Biegam od 6 miesięcy, najczęściej rano, wieczorem jedynie w sobotę.
Rano tzn. 7.30 zaczynam bieg
Wieczór 21.00 zaczynam bieg
Jak do tej pory przed biegiem piłem tyłko wodę i jadłem ewentualnie banana, ale podczas biegu czuć brak sił czasami i ochotę by coś zjeść.
Po bieganiu jadłem jajecznice (3 jajka) z pomidorem i chlebem razowym.

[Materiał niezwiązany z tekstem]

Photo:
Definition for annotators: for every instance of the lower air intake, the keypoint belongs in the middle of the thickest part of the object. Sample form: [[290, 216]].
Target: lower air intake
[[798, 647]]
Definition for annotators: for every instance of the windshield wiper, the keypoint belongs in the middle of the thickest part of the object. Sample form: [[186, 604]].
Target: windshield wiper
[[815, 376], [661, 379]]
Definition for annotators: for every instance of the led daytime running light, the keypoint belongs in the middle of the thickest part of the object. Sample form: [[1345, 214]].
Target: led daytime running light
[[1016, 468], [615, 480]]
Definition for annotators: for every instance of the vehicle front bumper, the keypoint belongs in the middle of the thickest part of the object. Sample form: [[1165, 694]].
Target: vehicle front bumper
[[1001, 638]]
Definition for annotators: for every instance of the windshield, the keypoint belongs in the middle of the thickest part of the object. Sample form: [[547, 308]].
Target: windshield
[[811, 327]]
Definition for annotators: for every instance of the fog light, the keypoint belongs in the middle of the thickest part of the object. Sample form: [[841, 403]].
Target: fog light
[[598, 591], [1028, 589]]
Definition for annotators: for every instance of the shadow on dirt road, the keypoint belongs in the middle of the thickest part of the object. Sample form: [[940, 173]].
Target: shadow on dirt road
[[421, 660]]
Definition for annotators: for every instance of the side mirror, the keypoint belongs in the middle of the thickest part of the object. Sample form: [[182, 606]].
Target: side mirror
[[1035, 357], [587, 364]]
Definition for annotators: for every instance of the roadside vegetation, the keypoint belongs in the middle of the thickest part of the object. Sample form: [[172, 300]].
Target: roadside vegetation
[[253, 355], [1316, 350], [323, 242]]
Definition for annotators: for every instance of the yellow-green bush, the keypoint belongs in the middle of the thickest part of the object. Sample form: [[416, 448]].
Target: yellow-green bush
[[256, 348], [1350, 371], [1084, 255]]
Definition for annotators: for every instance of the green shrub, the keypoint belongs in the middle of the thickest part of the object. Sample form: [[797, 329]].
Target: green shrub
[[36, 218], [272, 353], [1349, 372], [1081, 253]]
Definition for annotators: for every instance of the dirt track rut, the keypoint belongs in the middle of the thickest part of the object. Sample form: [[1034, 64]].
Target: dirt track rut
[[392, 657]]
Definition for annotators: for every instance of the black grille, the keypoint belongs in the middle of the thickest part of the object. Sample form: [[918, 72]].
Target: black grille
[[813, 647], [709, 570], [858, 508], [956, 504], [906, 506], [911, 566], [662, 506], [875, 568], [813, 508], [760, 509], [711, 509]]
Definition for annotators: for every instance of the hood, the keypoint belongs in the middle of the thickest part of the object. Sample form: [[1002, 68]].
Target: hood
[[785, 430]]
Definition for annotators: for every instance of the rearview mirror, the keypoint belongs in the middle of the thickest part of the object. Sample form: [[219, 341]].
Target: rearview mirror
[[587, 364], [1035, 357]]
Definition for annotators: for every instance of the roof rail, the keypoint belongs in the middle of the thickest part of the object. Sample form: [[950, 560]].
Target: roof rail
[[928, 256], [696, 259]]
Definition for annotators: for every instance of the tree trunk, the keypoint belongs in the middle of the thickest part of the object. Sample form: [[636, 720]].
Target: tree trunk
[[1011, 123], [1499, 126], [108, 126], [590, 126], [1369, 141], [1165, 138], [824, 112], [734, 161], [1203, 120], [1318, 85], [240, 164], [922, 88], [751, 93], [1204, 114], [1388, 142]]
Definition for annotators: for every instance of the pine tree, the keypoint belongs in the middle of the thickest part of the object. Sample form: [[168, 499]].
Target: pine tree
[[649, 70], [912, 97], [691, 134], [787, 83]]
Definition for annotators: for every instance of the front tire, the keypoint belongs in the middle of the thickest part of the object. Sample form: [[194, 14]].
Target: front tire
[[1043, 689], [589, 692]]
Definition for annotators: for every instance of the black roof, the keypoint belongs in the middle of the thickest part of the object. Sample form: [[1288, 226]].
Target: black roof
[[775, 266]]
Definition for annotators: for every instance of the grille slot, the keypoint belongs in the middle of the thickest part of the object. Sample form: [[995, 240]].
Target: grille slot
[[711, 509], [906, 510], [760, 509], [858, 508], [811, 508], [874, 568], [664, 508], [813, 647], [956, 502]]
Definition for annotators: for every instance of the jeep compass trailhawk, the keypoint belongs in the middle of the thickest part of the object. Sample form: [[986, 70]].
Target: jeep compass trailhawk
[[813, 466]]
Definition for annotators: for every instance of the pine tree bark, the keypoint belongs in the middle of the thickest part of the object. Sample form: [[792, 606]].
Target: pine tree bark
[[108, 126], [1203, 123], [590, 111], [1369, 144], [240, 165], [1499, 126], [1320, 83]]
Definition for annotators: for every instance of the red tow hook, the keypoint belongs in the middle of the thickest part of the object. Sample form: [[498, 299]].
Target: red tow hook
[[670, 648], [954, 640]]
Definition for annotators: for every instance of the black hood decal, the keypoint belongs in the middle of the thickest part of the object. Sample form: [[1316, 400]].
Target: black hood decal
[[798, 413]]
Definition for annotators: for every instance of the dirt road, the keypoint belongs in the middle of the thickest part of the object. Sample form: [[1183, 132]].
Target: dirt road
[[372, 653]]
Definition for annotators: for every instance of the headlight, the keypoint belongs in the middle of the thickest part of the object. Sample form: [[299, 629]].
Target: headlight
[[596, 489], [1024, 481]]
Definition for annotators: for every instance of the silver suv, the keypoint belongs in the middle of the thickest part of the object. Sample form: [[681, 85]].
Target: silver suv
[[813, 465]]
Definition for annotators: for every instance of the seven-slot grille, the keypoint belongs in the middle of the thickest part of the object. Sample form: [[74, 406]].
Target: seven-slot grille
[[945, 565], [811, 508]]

I nie jestem pewien czy jest to idealne zestawienie na rano, jaka dietę polecilibyscie mi by mieć więcej energii na treningu i po (jednocześnie rozwijając własne ciało).
Ćwicze dodatkowo wieczorem na siłowni w te dni które biegam (pon,srod,piątek,sob), dlatego muszę dbać oto by białko przyswajać.
Kompletnie się już pogubilem w tej całej diecie jak to układać itp. by pogodzić obie czynności.
Jak do tej pory od 2 miesięcy przytylem na brzuchu i udach o 2 kg, wiec odwrotny efekt.
Biegam codziennie po 40 minut, a w sobotę 1h (co tydzień zwiekszam o 10 min).
Ważę 69 kg i 173 cm wzrostu. Zależy mi by z 3 kg spalić a resztę przerobić na mięśnie.